I also agree with Megan Cox Gurdan that many YA books are much darker than anything I read as a 12 to 18-year-old. I’m sure there are kids in this age range who either aren’t prepared for many of the disturbing topics offered up today, or just want an alternative. There are those among us who grow tired of reality, and just want some good escapist literature to pull us into another world.
Variety is what I call for. Something for everyone! And I think YA literature is leaning toward variety more than it was a decade ago, when it seemed like every book I found in the YA section was about some horrible situation made even more horrible by the fact that it could be true for any number of kids out there.
Taboo subjects get a lot of press, but there are YA books out there without that stomach-clenching reality, and this needs to continue on both fronts. Kids, like adults, come in all shapes, sizes and psyches. They need different kinds of stories. We need to keep writing them, and publishers need to publish them from both ends of the spectrum right through the middle.
Personally, I like my scary fiction more fictional. Sure, we can talk about difficult subjects, but let’s put them in a dystopian future, like Feed, or The Giver, or OMG The Hunger Games. (See my rave review in my Kid’s Book Reviews.) Scare me! Please! But in a fun, safe way. Maybe you could use a vampire or a werewolf, so that when I put the book down I can sleep at night. Personally, I don’t want to dream about a sadistic rapist or being at the mercy of a drug addicted parent who carries a gun. I fully recognize that this is my personal need, not to be forced on all YA readers, but I also know that I am not alone in this leterary preference.

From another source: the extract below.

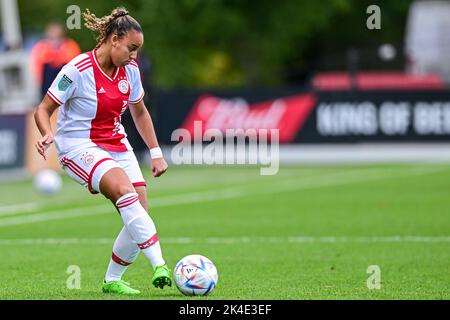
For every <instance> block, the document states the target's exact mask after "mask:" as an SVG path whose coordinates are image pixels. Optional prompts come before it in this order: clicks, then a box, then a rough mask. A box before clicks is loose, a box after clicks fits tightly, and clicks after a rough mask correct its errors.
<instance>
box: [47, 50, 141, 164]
mask: <svg viewBox="0 0 450 320" xmlns="http://www.w3.org/2000/svg"><path fill="white" fill-rule="evenodd" d="M47 95H48V96H49V97H50V98H51V99H52V100H53V101H54V102H56V103H57V104H59V105H60V108H59V111H58V124H57V130H56V134H55V144H56V149H57V151H58V154H59V156H62V155H66V154H67V153H68V152H72V151H78V150H81V149H83V148H86V147H90V146H98V147H101V148H102V149H105V150H107V151H112V152H123V151H128V150H132V147H131V145H130V143H129V142H128V140H127V138H126V137H127V135H126V133H125V130H124V128H123V126H122V124H121V116H122V114H123V113H124V112H125V111H126V110H127V108H128V106H129V104H135V103H138V102H140V101H141V100H142V99H143V97H144V90H143V88H142V83H141V78H140V72H139V68H138V65H137V64H136V62H135V61H132V62H130V63H129V64H127V65H126V66H125V67H120V68H116V70H115V72H114V75H113V76H112V77H111V76H110V75H108V74H107V73H106V72H105V71H104V70H103V69H102V68H101V66H100V64H99V63H98V60H97V57H96V53H95V50H93V51H91V52H88V53H83V54H80V55H79V56H77V57H76V58H74V59H73V60H72V61H70V62H69V63H68V64H66V65H65V66H64V67H63V68H62V69H61V71H60V72H59V74H58V76H57V77H56V78H55V80H54V81H53V83H52V85H51V87H50V88H49V89H48V91H47Z"/></svg>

Dark reality in fiction means I must not only empathize with and fear for the characters I’ve grown to love, but I must worry about real people out there living in similar situations, and maybe even fear for my own safety and that of my family. That’s ok, even good sometimes, but I think we all need a break from it, too.
Difficult, ugly, real topics need to be discussed. We should not sweep them under the carpet and pretend they don’t exist. I don’t wish ANY books to be banned. I only want us to be certain that when a child of any age walks into a library or a bookstore, and goes to their designated area they don’t have to walk out empty handed because publishers think one size fits all.